Thousands of such entries: (action_and_meta_data\n optional_source\n)
Please let me know if this can be achieved with putElasticsearch processor? or point me to any specific format for my flowfile conten?
Otherwise please let me know how to achieve bulk insert to es using NIFI ?
Many thanks.
Regards,
Amarnath
Created 05-03-2016 02:05 PM
Hi @Amar ch So the putElasicsearch processor as you have identified, is designed to write individual flowfiles, or indeed batches of flowfiles.
Those batches are controlled via the "Batch Size" property.

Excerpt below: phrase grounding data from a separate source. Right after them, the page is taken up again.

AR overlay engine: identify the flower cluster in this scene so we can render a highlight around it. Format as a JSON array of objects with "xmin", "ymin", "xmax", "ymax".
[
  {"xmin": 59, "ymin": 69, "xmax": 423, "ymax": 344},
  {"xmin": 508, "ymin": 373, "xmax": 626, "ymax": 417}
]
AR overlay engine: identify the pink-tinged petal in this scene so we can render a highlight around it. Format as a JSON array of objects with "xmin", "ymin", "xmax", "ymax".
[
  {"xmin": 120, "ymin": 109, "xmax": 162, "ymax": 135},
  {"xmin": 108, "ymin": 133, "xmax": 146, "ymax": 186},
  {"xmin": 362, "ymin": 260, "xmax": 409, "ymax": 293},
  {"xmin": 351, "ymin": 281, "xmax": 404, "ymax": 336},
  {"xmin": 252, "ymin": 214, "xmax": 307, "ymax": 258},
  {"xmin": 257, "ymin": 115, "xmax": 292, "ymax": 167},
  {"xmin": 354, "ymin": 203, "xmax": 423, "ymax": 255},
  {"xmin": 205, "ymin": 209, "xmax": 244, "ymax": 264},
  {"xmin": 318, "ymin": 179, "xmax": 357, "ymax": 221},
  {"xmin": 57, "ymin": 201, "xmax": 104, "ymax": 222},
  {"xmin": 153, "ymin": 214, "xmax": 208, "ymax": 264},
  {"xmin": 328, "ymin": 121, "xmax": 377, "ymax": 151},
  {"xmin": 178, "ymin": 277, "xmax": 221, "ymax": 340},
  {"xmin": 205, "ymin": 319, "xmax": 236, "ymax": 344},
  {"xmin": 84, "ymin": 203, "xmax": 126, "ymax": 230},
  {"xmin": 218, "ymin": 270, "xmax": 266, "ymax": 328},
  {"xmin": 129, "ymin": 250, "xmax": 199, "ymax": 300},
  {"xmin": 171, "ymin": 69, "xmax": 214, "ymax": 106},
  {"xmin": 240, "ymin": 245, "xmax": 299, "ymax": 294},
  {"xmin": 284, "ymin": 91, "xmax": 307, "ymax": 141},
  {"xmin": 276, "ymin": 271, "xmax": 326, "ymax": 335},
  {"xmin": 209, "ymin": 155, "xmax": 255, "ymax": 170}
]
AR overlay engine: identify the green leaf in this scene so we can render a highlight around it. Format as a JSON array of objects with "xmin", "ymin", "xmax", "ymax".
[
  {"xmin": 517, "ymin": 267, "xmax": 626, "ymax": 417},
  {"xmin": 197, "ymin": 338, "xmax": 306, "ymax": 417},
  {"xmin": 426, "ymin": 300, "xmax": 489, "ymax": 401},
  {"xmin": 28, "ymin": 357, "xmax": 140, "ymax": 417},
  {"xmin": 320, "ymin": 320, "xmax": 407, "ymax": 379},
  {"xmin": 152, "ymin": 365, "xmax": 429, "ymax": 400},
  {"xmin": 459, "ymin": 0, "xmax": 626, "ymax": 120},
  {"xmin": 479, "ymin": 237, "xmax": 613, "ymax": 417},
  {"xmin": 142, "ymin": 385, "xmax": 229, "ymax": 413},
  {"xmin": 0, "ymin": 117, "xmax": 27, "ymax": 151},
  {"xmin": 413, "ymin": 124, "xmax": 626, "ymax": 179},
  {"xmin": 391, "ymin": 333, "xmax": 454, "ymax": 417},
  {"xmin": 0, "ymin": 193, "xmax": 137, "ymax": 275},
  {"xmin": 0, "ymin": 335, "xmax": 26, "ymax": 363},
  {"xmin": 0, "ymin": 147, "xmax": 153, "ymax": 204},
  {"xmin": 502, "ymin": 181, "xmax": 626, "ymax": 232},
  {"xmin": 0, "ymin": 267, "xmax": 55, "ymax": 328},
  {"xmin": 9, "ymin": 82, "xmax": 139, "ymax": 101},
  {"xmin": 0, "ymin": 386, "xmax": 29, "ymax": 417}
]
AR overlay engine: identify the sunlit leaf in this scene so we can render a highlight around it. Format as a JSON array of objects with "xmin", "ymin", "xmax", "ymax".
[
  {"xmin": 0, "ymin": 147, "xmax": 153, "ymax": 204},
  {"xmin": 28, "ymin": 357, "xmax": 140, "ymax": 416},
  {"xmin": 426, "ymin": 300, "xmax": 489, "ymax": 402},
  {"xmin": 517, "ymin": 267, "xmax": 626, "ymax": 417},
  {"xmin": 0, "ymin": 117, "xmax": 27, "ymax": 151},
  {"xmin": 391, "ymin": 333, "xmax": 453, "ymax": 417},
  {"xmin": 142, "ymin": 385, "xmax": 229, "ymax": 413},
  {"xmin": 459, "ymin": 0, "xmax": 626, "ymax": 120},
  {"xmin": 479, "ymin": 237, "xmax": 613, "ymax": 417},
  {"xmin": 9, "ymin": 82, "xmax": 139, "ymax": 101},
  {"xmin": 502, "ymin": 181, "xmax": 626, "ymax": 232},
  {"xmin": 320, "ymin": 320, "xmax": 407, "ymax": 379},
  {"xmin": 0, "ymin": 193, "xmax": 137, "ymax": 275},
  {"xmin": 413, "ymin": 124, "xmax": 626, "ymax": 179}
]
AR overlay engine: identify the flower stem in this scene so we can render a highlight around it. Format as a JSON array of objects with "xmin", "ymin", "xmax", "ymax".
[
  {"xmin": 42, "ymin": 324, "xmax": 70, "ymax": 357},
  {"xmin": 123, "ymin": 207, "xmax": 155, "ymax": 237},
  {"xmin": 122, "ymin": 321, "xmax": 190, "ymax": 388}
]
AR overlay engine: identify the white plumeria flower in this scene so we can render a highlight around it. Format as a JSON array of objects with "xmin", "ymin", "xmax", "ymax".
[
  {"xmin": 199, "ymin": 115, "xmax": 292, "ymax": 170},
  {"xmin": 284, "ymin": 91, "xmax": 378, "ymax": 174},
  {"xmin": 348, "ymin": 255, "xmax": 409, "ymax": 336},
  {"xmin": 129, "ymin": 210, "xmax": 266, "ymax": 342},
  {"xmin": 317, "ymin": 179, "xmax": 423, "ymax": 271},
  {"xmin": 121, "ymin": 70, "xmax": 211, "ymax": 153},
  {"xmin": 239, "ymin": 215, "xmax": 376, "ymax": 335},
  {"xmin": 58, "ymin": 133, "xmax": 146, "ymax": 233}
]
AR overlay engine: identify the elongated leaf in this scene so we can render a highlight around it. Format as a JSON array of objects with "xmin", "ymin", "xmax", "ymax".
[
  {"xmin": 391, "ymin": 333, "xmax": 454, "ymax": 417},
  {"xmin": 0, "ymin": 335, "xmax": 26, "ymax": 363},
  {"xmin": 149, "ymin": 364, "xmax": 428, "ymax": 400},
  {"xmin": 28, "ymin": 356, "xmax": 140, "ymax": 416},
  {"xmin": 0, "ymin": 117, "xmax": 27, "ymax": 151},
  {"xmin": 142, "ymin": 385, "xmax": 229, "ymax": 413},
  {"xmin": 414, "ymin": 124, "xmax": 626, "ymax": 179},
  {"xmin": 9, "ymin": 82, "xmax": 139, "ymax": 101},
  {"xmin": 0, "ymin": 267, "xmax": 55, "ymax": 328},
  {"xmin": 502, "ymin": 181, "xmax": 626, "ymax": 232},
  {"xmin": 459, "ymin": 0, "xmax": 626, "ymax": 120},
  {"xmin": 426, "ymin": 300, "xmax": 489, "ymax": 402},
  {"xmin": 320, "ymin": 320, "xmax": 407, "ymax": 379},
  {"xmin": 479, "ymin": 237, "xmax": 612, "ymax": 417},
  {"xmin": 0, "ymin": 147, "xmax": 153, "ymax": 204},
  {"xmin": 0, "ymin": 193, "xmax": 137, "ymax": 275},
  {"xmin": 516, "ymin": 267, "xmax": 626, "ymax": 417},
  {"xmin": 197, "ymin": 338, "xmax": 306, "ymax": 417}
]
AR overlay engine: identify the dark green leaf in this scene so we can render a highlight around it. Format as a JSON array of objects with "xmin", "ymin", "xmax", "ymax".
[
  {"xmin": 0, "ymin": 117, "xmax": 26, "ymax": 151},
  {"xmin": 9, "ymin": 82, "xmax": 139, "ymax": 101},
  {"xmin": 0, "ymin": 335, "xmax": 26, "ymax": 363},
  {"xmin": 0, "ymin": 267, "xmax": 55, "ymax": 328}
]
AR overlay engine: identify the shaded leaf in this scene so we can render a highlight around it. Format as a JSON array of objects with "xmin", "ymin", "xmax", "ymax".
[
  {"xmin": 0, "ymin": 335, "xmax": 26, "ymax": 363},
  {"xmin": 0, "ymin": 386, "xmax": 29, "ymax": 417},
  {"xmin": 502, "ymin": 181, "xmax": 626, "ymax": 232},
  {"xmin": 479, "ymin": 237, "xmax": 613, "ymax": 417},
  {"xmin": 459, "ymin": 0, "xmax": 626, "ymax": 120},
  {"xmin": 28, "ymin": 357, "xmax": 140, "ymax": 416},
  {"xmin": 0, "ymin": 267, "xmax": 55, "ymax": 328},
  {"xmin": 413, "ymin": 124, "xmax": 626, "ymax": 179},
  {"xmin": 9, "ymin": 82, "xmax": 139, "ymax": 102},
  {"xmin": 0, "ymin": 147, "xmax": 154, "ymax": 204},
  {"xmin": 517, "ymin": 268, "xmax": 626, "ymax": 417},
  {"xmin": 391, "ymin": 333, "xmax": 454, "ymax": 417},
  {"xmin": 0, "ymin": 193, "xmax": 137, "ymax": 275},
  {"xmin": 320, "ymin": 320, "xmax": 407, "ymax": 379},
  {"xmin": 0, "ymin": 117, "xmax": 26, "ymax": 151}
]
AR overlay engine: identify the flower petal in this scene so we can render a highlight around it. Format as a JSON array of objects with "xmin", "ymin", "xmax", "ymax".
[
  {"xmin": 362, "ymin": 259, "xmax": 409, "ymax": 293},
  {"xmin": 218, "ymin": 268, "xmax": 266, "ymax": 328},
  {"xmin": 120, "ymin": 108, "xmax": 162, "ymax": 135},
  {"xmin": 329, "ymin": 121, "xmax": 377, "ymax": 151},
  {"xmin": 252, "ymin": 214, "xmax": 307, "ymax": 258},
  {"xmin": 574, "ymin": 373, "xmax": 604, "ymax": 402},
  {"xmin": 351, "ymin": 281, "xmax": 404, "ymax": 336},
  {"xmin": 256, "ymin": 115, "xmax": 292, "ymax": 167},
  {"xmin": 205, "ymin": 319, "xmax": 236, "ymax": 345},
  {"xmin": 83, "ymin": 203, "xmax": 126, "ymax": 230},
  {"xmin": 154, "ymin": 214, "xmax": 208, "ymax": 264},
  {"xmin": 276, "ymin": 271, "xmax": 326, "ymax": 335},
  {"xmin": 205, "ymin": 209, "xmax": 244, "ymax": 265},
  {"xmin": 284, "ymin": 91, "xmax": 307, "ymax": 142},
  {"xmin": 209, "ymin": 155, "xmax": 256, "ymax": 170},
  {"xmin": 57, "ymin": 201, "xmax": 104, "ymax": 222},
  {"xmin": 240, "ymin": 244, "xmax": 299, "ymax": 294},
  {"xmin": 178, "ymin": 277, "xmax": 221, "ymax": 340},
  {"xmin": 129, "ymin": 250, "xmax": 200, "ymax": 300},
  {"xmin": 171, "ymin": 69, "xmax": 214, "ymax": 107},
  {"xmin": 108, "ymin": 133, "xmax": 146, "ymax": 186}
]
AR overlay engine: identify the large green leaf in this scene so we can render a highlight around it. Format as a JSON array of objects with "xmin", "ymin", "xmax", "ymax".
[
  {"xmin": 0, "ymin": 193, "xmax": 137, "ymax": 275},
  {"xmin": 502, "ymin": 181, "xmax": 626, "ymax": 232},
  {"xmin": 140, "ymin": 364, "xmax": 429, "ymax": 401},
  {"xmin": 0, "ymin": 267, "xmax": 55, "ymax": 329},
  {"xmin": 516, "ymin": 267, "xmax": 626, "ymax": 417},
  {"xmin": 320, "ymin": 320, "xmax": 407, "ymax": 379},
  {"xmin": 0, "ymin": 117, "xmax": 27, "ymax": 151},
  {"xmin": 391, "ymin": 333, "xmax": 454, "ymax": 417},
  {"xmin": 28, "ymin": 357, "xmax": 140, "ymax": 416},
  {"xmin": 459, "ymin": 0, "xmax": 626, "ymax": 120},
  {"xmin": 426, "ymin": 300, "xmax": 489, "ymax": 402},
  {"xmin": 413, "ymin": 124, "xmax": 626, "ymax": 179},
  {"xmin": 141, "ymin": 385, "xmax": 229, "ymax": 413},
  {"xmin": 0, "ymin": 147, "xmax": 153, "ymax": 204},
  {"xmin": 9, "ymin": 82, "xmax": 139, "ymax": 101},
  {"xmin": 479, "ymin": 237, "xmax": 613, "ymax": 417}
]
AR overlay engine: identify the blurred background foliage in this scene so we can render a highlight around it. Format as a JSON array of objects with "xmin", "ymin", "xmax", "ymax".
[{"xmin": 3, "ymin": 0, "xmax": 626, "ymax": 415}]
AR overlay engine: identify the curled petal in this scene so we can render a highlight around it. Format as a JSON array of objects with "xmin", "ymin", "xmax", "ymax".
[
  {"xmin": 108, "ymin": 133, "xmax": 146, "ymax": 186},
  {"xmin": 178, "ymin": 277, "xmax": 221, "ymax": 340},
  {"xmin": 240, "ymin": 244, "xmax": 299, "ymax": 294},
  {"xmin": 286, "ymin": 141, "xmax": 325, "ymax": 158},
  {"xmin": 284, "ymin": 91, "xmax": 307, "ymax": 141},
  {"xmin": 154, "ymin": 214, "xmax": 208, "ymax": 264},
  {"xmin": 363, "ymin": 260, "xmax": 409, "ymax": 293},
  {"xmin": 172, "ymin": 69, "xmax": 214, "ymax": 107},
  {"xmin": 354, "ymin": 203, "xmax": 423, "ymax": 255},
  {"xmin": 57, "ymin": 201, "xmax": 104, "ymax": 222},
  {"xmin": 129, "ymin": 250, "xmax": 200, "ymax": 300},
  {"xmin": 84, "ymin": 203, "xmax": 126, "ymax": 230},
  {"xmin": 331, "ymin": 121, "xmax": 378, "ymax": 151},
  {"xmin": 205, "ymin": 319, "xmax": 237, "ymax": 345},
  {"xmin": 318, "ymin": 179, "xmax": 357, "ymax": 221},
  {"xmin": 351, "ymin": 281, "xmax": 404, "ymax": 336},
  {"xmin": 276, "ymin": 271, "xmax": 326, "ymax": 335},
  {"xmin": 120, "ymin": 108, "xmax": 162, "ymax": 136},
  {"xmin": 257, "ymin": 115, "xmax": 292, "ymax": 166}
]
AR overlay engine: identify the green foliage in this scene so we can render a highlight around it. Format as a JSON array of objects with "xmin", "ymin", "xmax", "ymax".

I guess it really depends what you mean by bulk insert, I don't see any limiations on the "Batch Size" so it should be possible to increase that until you get the size insert you require.
For more information on the properties, please take a look at:
From reviewing the JIRA associated with the processor, it does look as if the putElasticsearch projcessor does make use of the bulk load api.
Created on 05-09-2016 03:37 PM - edited 08-19-2019 02:51 AM
Here is the flow where I have removed sensitive info (sorry for bad quality!!)
Here are the processors
AddHeader
{"index":{"_index":"${name:toLower()}","_type":"${observableProperty}"}}
{"observableProperty"
MERGE
ADJUST FORMAT IN BULK
POST HTTP TO ES
Created 05-12-2016 04:16 PM
Thank @Massimiliano Nigrelli for the information, it is helpful.
Created 05-12-2016 01:33 PM
@Amar ch please accept one of the answers to close the thread.